Here, we only want to shuffle the values of one register, not two. We can do that by passing v as both parameters, like this (you can see this in Paul R's function):

// __m128 v : (v3, v2, v1, v0)
__m128 v_rotated_left_by_1 = _mm_shuffle_ps(v, v, _MM_SHUFFLE(2, 1, 0, 3));
// v_rotated_left_by_1 : (v2, v1, v0, v3) // i.e. move all elements left by 1 with wraparound

I'm going to wrap it in a macro for readability though:

#define mm_shuffle_one(v, pattern)  _mm_shuffle_ps(v, v, pattern)

(It can't be a function because the pattern argument to _mm_shuffle_ps must be constant at compile time.)

Here's a slightly modified version of the actual function – I added intermediate names for readability, as the compiler optimizes them out anyway:

inline __m128 _mm_hmin_ps(__m128 v){
    __m128  v_rotated_left_by_1 = mm_shuffle_one(v,  _MM_SHUFFLE(2, 1, 0, 3));
    __m128 v2 = _mm_min_ps(v,   v_rotated_left_by_1);

    __m128 v2_rotated_left_by_2 = mm_shuffle_one(v2, _MM_SHUFFLE(1, 0, 3, 2));
    __m128 v3 = _mm_min_ps(v2, v2_rotated_left_by_2);

    return v3;
}

Why are shuffling the elements the way we are?
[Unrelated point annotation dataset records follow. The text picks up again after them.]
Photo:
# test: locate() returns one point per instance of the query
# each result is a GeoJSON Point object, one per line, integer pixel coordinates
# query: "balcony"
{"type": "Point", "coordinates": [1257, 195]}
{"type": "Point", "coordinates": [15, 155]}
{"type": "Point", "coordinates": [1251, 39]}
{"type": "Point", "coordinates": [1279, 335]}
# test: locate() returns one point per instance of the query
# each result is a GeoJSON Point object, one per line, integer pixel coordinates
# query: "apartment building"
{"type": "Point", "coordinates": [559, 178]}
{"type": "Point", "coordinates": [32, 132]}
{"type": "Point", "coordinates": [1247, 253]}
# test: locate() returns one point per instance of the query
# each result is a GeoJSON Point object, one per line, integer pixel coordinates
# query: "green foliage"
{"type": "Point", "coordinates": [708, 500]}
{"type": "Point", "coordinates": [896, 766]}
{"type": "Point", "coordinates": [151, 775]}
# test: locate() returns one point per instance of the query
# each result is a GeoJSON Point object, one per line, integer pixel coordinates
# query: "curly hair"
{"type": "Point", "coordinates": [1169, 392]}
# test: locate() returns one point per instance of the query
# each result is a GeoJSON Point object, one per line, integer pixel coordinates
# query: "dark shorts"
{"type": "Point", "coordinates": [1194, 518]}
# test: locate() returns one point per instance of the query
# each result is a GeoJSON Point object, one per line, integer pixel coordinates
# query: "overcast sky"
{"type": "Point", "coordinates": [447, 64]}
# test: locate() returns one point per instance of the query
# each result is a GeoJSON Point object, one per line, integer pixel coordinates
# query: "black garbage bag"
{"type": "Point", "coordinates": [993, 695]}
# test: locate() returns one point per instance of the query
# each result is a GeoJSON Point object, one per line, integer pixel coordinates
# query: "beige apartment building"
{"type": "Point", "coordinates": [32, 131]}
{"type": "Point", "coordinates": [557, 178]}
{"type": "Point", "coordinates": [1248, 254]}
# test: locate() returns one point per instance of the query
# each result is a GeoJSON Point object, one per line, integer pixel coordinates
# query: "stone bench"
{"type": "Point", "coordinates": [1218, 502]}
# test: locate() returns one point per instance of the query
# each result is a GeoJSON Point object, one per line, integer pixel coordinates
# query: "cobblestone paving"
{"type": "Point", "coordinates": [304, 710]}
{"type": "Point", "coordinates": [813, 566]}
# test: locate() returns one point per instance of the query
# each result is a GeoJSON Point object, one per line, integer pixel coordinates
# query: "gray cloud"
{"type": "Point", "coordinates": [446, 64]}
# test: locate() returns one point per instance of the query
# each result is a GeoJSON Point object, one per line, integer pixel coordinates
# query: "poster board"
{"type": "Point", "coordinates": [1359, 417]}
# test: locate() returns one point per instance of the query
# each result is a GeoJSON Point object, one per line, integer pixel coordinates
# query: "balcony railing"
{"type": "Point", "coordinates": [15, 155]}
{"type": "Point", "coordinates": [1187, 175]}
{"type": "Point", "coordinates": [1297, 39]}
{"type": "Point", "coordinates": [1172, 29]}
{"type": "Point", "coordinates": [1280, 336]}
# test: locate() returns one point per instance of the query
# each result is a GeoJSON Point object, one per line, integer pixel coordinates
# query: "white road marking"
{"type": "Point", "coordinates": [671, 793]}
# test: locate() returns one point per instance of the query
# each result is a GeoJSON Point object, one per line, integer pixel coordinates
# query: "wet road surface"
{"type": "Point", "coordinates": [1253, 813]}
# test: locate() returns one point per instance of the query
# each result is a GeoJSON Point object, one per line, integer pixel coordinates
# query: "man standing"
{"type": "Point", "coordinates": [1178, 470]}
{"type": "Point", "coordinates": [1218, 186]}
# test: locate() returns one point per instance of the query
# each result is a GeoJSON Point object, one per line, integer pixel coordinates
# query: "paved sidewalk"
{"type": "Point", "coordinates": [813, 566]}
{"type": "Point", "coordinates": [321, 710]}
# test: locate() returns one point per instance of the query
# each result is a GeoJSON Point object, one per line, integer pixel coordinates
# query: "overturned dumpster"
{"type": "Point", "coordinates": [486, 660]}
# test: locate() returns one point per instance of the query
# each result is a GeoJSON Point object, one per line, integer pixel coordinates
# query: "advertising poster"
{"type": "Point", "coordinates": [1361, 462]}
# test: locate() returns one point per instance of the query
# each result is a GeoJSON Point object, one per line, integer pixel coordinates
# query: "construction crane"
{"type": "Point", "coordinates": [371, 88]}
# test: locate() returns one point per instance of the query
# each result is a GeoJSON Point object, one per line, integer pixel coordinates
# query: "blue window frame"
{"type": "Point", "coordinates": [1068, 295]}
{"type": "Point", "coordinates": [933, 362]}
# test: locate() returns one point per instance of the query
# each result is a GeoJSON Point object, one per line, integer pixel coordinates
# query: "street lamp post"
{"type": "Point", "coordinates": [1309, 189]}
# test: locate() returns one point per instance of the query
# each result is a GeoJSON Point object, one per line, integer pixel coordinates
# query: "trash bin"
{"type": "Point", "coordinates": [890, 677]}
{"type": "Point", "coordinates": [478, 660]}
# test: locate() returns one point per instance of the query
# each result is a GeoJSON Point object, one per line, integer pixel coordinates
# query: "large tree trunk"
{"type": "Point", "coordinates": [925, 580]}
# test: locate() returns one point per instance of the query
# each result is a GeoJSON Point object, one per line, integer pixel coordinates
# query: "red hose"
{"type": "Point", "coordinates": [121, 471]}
And how do we find the smallest of four elements with just two min operations?

I had some trouble following how you can min 4 floats with just two vectorized min operations, but I understood it when I manually followed which values are min'd together, step by step. (Though it's likely more fun to do it on your own than read it)

Say we've got v:

[7,6,9,5] v

First, we min the values of v and v_rotated_left_by_1:

[7,6,9,5] v
 3 2 1 0  // (just the indices of the elements)
[6,9,5,7] v_rotated_left_by_1
 2 1 0 3  // (the indexes refer to v, and we rotated it left by 1, so the indices are shifted)
--------- min
[6,6,5,5] v2
 3 2 1 0 // (explained
 2 1 0 3 //  below    )

Each column under an element of v2 tracks which indexes of v were min'd together to get that element. So, going column-wise left to right:

v2[3] == 6 == min(v[3], v[2])
v2[2] == 6 == min(v[2], v[1])
v2[1] == 5 == min(v[1], v[0])
v2[0] == 5 == min(v[0], v[3])

Now the second min:

[6,6,5,5] v2
 3 2 1 0
 2 1 0 3
[5,5,6,6] v2_rotated_left_by_2
 1 0 3 2
 0 3 2 1
--------- min
[5,5,5,5] v3
 3 2 1 0
 2 1 0 3
 1 0 3 2
 0 3 2 1

Voila! Each column under v3 contains (3,2,1,0) - each element of v3 has been mind with all the elements of v - so each element contains the minimum of the whole vector v.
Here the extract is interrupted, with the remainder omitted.